On September 6, the U.S. Chamber of Commerce (the Chamber) submitted an amici curiae brief in support of Walmart in Federal Trade Commission v. Walmart Inc., No. 1:22-cv-3372 (N.D. Ill). The amici curiae arises out of the Federal Trade Commission’s (FTC) suit against Walmart, alleging that the retail company failed to properly secure money transfer services offered at Walmart stores, thereby assisting fraudsters in illegal transactions. The amici curiae argues that: the FTC lacks the authority to declare that the conduct at issue is illegal, Walmart’s actions did not assist in fraud, and overly aggressive anti-fraud measures harm consumers and chill commerce.

On June 28, the FTC sued Walmart, alleging that the company allowed fraudsters to use its money transfer services. The FTC complaint contended that the company did not properly train employees, failed to warn consumers, and used procedures that allowed fraudsters to cash out at Walmart stores. Specifically, the complaint alleged that Walmart: maintained a policy instructing employees to complete transactions, even if the employee suspected fraud; had no anti-fraud policy or had an ineffective, poorly enforced policy; allowed cash pickups for large payments; and did not provide required materials to consumers to warn them about potential fraud, or to stop consumers from sending money to scammers. The FTC complaint also alleged that Walmart allowed the use of money transfers to pay for telemarketing purchases, which is prohibited under the Telemarketing Sales Rule (TSR).

On September 6, Walmart filed its motion to dismiss. In support, the Chamber and the Retail Litigation Center, Inc. (RLC) filed its amici curiae.
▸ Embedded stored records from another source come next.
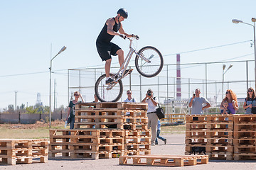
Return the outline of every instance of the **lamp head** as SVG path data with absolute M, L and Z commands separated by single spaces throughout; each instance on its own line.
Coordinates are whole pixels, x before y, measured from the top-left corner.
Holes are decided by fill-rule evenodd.
M 225 64 L 223 64 L 223 70 L 224 70 L 225 68 Z
M 233 64 L 230 64 L 230 67 L 228 67 L 228 69 L 229 69 L 230 68 L 231 68 L 233 67 Z
M 65 50 L 66 50 L 66 49 L 67 49 L 67 47 L 64 45 L 64 46 L 60 49 L 60 50 L 59 51 L 59 52 L 58 52 L 58 54 L 60 54 L 61 52 L 63 52 L 63 51 L 65 51 Z
M 242 23 L 242 21 L 241 21 L 241 20 L 238 20 L 238 19 L 233 19 L 233 20 L 232 20 L 232 22 L 233 22 L 233 23 Z

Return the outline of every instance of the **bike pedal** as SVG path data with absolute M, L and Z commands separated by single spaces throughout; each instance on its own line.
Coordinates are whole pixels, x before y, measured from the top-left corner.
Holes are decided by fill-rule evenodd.
M 126 76 L 128 75 L 129 74 L 131 74 L 131 73 L 132 72 L 132 71 L 133 71 L 133 69 L 129 69 L 129 70 L 125 73 L 125 74 L 124 74 L 124 76 Z

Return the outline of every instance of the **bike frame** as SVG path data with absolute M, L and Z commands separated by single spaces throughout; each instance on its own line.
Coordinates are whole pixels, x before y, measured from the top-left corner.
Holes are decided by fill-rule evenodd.
M 150 62 L 150 61 L 149 60 L 147 60 L 146 57 L 144 57 L 143 56 L 143 54 L 140 54 L 138 52 L 137 52 L 134 49 L 133 49 L 133 47 L 132 47 L 132 41 L 134 40 L 134 39 L 132 39 L 132 38 L 127 38 L 128 40 L 129 40 L 130 41 L 130 44 L 129 45 L 129 48 L 130 49 L 127 57 L 125 57 L 125 60 L 123 62 L 123 64 L 122 64 L 120 69 L 119 69 L 119 71 L 117 72 L 117 73 L 116 74 L 114 75 L 114 80 L 115 81 L 115 83 L 113 83 L 113 84 L 110 84 L 107 87 L 107 90 L 110 90 L 112 89 L 114 85 L 119 81 L 121 80 L 122 79 L 123 79 L 124 76 L 124 72 L 125 72 L 125 70 L 128 67 L 128 64 L 129 64 L 129 61 L 131 60 L 131 58 L 132 58 L 132 56 L 134 53 L 135 53 L 137 55 L 138 55 L 140 58 L 142 58 L 142 60 L 145 60 L 145 62 Z M 122 70 L 122 68 L 124 67 L 124 72 L 122 72 L 121 76 L 118 76 L 118 78 L 117 79 L 114 79 L 114 77 L 116 76 L 116 75 L 119 75 L 119 72 L 121 72 Z

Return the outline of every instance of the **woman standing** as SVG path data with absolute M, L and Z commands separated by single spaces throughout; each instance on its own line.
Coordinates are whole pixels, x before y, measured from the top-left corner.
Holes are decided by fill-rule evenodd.
M 252 114 L 252 108 L 256 106 L 255 91 L 250 87 L 247 93 L 247 98 L 245 99 L 243 108 L 245 109 L 245 114 Z
M 231 112 L 231 114 L 235 114 L 235 111 L 238 110 L 238 98 L 232 90 L 227 90 L 226 96 L 224 98 L 220 104 L 220 109 L 224 109 L 223 103 L 224 101 L 228 101 L 228 109 Z
M 75 123 L 75 103 L 78 102 L 78 99 L 81 97 L 82 101 L 84 102 L 83 98 L 80 94 L 78 91 L 75 91 L 74 93 L 75 100 L 70 101 L 68 105 L 68 120 L 70 117 L 70 129 L 74 129 L 74 123 Z

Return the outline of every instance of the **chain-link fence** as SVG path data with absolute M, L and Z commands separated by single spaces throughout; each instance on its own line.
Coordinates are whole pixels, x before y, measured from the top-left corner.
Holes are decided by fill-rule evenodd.
M 226 66 L 225 68 L 224 64 Z M 126 91 L 128 89 L 132 91 L 132 96 L 137 101 L 142 101 L 150 88 L 161 104 L 169 106 L 172 101 L 177 101 L 176 89 L 180 85 L 181 90 L 178 93 L 181 93 L 181 98 L 178 101 L 188 102 L 195 89 L 199 88 L 201 96 L 207 98 L 211 103 L 211 107 L 206 112 L 218 113 L 218 107 L 226 89 L 232 89 L 237 94 L 241 107 L 247 88 L 255 86 L 254 60 L 181 64 L 180 84 L 176 83 L 176 64 L 164 64 L 161 72 L 153 78 L 142 76 L 135 67 L 130 67 L 134 69 L 132 74 L 122 79 L 124 92 L 119 101 L 127 98 Z M 117 72 L 118 69 L 119 67 L 112 67 L 111 72 Z M 68 98 L 72 92 L 78 91 L 86 102 L 92 101 L 95 83 L 103 74 L 105 68 L 68 69 Z M 178 105 L 176 106 L 177 109 L 181 108 Z M 240 111 L 242 112 L 242 109 Z M 169 108 L 167 113 L 179 113 L 171 112 Z

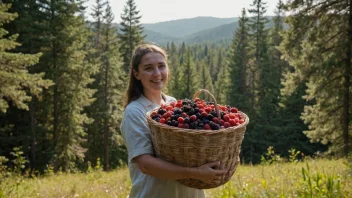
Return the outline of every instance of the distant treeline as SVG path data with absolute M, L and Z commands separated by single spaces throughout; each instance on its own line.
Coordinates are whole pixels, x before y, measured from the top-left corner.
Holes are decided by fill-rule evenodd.
M 141 15 L 128 0 L 116 31 L 108 1 L 96 0 L 88 25 L 82 2 L 0 1 L 0 156 L 7 165 L 14 148 L 30 170 L 126 163 L 119 125 L 131 54 L 147 42 Z M 281 156 L 290 149 L 347 155 L 351 6 L 279 1 L 267 26 L 265 3 L 254 1 L 230 44 L 163 46 L 171 71 L 165 92 L 183 99 L 203 88 L 245 112 L 243 163 L 259 163 L 269 147 Z

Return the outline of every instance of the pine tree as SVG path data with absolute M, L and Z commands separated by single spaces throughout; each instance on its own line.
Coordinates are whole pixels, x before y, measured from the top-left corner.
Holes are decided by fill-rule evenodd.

The amici curiae begins by arguing that the FTC “overreaches” and does not have the legal authority to declare Walmart’s actions illegal. As an agency, the FTC is also limited by statutory and constitutional limitations. The amici curiae emphasizes that businesses must receive fair notices of what the law prohibits or requires.
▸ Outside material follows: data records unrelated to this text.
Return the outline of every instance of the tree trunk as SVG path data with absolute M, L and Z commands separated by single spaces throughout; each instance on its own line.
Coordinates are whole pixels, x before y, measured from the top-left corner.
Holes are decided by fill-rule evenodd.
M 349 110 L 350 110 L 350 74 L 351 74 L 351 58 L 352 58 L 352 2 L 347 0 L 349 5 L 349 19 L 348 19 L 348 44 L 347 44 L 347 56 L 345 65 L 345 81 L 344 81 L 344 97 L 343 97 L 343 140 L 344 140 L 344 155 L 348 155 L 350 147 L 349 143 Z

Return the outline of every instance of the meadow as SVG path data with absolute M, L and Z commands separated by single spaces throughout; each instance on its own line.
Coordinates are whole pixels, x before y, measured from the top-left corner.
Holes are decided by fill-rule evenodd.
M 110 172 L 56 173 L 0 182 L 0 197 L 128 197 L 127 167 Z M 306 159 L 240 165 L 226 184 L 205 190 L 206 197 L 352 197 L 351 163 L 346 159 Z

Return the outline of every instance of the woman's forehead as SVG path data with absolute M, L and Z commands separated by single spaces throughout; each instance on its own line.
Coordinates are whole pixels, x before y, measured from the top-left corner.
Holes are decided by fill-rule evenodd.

As this is a novel case, businesses have not received notice of practices that may be scrutinized by the FTC or which may provide a basis for a civil action.

The amicus curiae also argued that Walmart is not assisting a fraudster when it completes a routine transaction requested by the consumer. The brief argues that the fraud at issue is the criminal who tricks consumers, even before they go to a Walmart, into initiating a money transfer. Specifically, the amicus curiae argues that the TSR, which the FTC filed its complaint under, only requires that the business not complete a transaction if they “know or consciously avoid knowing”. This does not impose an affirmative obligation upon Walmart to investigate each transaction.

The Chamber and RLC also argue that overly aggressive anti-fraud measures may harm consumers by intruding upon real transactions. For example, the brief references “grandparent” scams, in which fraudsters pretend to be a grandchild in need. Although certain scams use that type of story to lure in victims, there are also grandparents sending money to their biological grandchildren. The brief argues that imposing too many anti-fraud measures would harm consumers seeking to conduct a legitimate transaction and would also impose additional compliance costs on businesses. The Chamber and RLC further cautioned that the FTC’s novel claim, in addition to increasing business costs, would force businesses to spend a great deal to defend themselves in litigation. Specifically, the amici curiae pointed out that Section 5 claims require a fact-intensive cost-benefit analysis to determine whether any injury to consumers is outweighed by countervailing benefits to consumers or to competition. Moreover, if the FTC continued with this case, it could result in further litigation for companies under the private right of action in the Telemarketing Act. The brief urged the court to grant Walmart’s motion to dismiss stating “[t]he FTC’s action here poses an immense risk to businesses both large and small.”